ERBIL (Kurdistan 24) – Marking the second visit since nationwide protests began in October, a delegation from the Kurdistan Regional Government (KRG) is due to arrive in Baghdad to hold further talks on issues of mutual concern, a KRG official said on Sunday.
KRG spokesperson Jutiyar Adil said during a press conference in Erbil on Sunday that the Kurdish negotiating delegation met and briefed Prime Minister Masrour Barzani on the progress made during talks with Baghdad.
The KRG delegation went to Baghdad on Saturday and held a series of meetings with senior Iraqi officials, including Prime Minister Adil Abdul Mahdi. The talks focused on several issues, the most important of which includes the oil file, the KRG share of the national budget for 2020, and the salaries of the Kurdistan Region’s public servants.

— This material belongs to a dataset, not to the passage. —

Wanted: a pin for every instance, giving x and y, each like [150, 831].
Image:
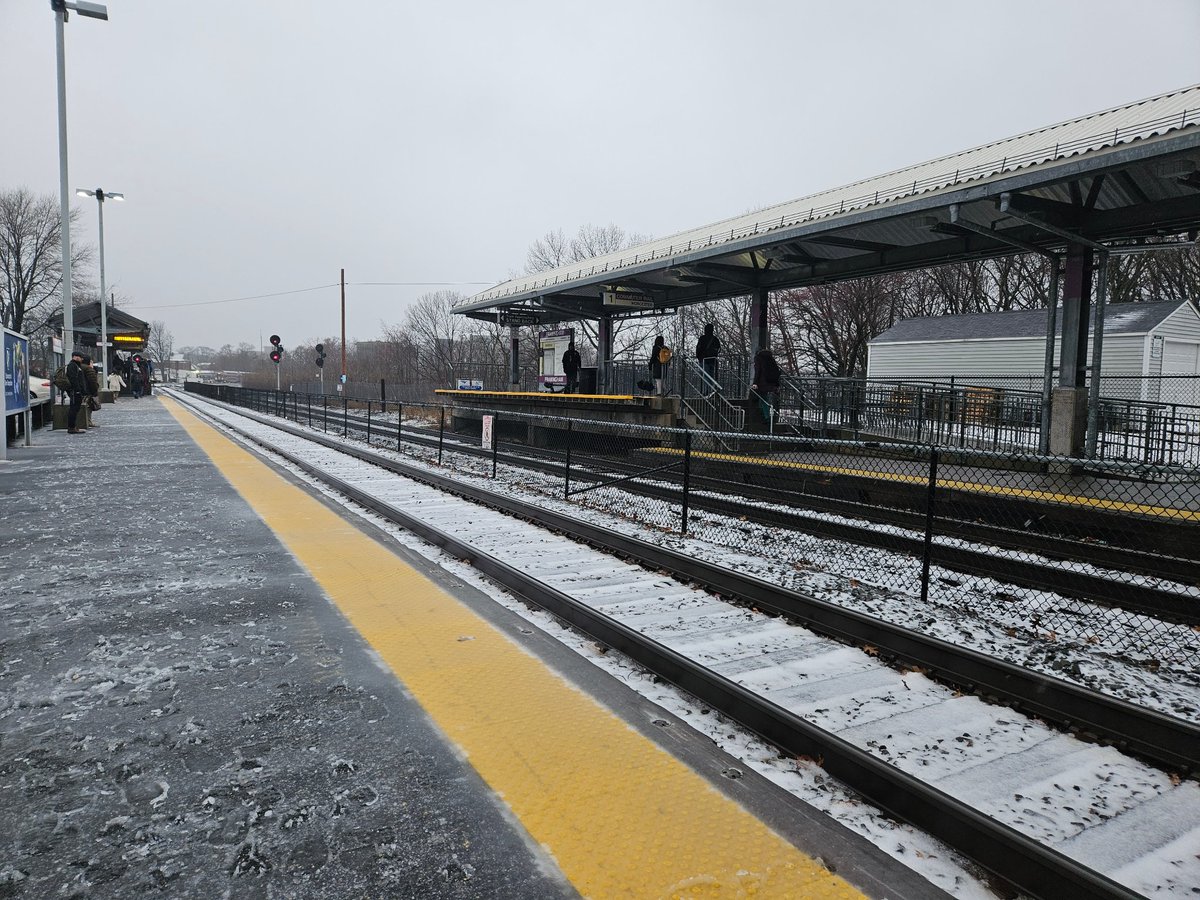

The Kurdish delegation consisted of Minister of Finance and Economy Awat Sheikh Janab, Minister of the Region for Negotiations with Baghdad Khalid Shwani, as well as several other senior KRG officials.
Speaking to Kurdistan 24 on Saturday, KRG representative to Baghdad Faris Issa said Erbil and Baghdad are “near a solution” regarding issues related to the KRG’s share of the national budget and salaries of public servants.
“The salary of employees will not be cut. This is a red line for us, and there is a good understanding on the issue of oil delivery,” he said.
Saturday’s trip to Baghdad marks the first once since anti-government protests began in the capital and spread to southern cities at the start of October. Amid a violent crackdown, over 325 protesters have been killed and close to 16,000 others have been wounded.
Following a near-total breakdown of ties between Erbil and Baghdad in late 2017, the governments have converged on a range of issues, especially after Abdul Mahdi came into office in late 2018. Talks struck a pause recently as Baghdad’s focus shifted due to the protests that are still ongoing.
Negotiations on oil and gas exports have been among key issues between the two governments. The autonomous Kurdish government has exported its oil independently since 2013.
Following the post-referendum fallout, the KRG agreed to send 250,000 barrels of oil per day (bpd) to Baghdad in exchange for the payment of civil servants’ salaries and other budgetary disbursements.
The KRG has yet to implement the oil article.